Champions League: c'è la bestia nera Benfica tra la Juventus e il prosieguo nella competizione

McKennie e Aursnes
McKennie e AursnesMARCO BERTORELLO / AFP

I bianconeri non battono i portoghesi dal 1993 e hanno steccato tutte le ultime sfide, sia in Champions che in Europa League. La presenza di Mourinho uno stimolo in più.

Due partite alla fine della prima fase di Champions League e la Juventus non ha ancora la certezza di poter proseguire il proprio percorso, che salvo miracoli sarà attraverso gli spareggi.

Nel primo dei due match rimanenti la squadra di Luciano Spalletti ospita il Benfica, con l'opportunità di chiudere i conti con un turno d'anticipo in caso di vittoria, rendendo la gara conclusiva in programma nel Principato di Monaco una formalità.

I bianconeri hanno vinto lo stesso numero di partite dei portoghesi (due su sei disputate) ma hanno tre punti in più grazie ai pareggi rimediati contro Borussia Dortmund, Villarreal e Sporting.

La Juventus è favorita
La Juventus è favoritaOpta by Stats Perform

Anche il cammino europea rispecchia la crescita iniziata con l'arrivo del nuovo tecnico, che ha ottenuto tre punti sia contro Bodo Glimt che contro Pafos pur senza che la squadra abbia offerto prestazioni convincenti.

Due sfide delicate di fila

La sfida di mercoledì sera sarà una bella occasione per dimenticare il ko di Cagliari, un risultato bugiardo visto quanto prodotto dalla formazione piemontese.

Che però non avrà la mente libera al 100%: domenica alle 18 c'è il big match dell'Allianz contro il Napoli che vale tantissimo, visto che comunque andrà questa campagna europea la Vecchia Signora non può permettersi di lasciarsi scappare il pass per la Champions League 2026/2027, che al momento è tutt'altro che in pugno.

La posizione della Juventus
La posizione della JuventusFlashscore

Il tecnico di Certaldo dovrà dunque dosare le forze, sapendo che per entrambi gli impegni ravvicinati sarà impossibile schierare lo stesso undici: rientreranno quasi sicuramente dall'inizio Michele Di Gregorio e Khephren Thuram, c'è qualche chance di rivedere in campo Federico Gatti e Francisco Conceicao, mentre non è da escludere che davanti Kenan Yildiz e Jonathan David possano riposare o giocare degli spezzoni di gara. 

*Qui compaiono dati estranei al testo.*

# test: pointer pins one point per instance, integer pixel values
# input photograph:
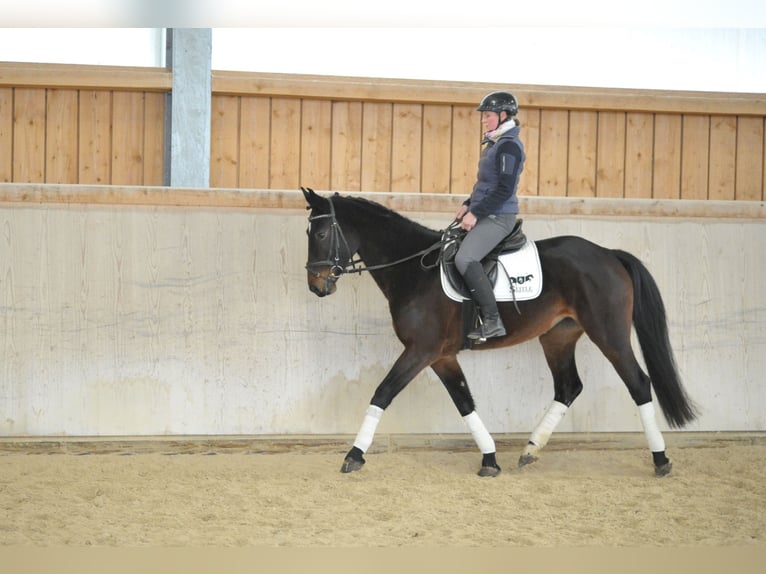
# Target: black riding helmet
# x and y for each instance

Se il primo va centellinato, vista l'influenza che ha su tutta la squadra, il secondo potrebbe lasciare spazio a Lois Openda dopo la deludente gara dell'Unipol Domus.

Benfica bestia nera

Il Benfica però non evoca buoni ricordi ai tifosi bianconeri: incontrato un anno fa sempre a Torino, il club portoghese diede una lezione ai bianconeri vincendo 2-0 e acuendo la crisi di Thiago Motta in panchina.

Nel 2022 invece, sempre in Champions League, i lusitani furono capaci di un'altra impresa espugnando per 2-1 in rimonta il campo della squadra allora allenata da Massimiliano Allegri, compromettendo sin da subito la competizione.

I precedenti recenti
I precedenti recentiFlashscore

La terza sfida recente è quella del 2014 in Europa League, quando i padroni di casa non riuscirono nonostante la superiorità numerica a segnare il gol che sarebbe valso la finale, da giocare in casa, e furono fermati sullo 0-0.

Se si considera che a guidare le Aquile questa volta ci sarà Jose Mourinho, capace di risollevare la stagione dopo la brutta partenza con Bruno Lage, i pronostici si fanno ancora più complicati per la Juventus.